Booth Id:
MATH010
Category:
Mathematics
Year:
2024
Finalist Names:
Jain, Ayush (School: Shri Ram School - Aravali Campus)
Abstract:
Spacetime is a mathematical model of our universe based on the general relativity theory. Our observable world in this spacetime is represented by causally related points, defined as points that a single light ray can traverse. Scientists use 3D Knots (or links) to study causally related points. Alexander-Conway polynomial is a commonly used invariant to distinguish such links from links of causally unrelated points. However, Allen and Swenberg identified an infinite series of potential sky-links, the only known counterexample that this polynomial cannot distinguish from the connected sum of Hopf links, a link of causally unrelated points. This project demonstrates that a symplectic quandle can distinguish all links in Allen-Swenberg series from the connected sum of Hopf links, demonstrating its capability to detect causality in conjunction with Alexander-Conway polynomial.

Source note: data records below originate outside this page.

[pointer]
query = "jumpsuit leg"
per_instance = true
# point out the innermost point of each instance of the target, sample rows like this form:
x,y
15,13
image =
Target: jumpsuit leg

Due to its connectedness property, a symplectic quandle offers additional information in the set of homomorphism from quandle to the knot; however, computing this set has been challenging as it requires solving a system of non-linear equations with a large solution space. This project develops an algorithm that solves this system in polynomial time. It also employs enhanced quandle counting polynomial that separately counts the cardinality of the image of each homomorphism to extract finer details. Further, it provides a combinatorial proof that if a symplectic quandle distinguishes the first Allen-Swenberg link then it can distinguish all links in the series. Our result will enable us to map our observable world in 2+1 dimension spacetime. This has the potential to extend to higher dimensions as the current research involving 3+1 dimension manifolds uses symplectic forms.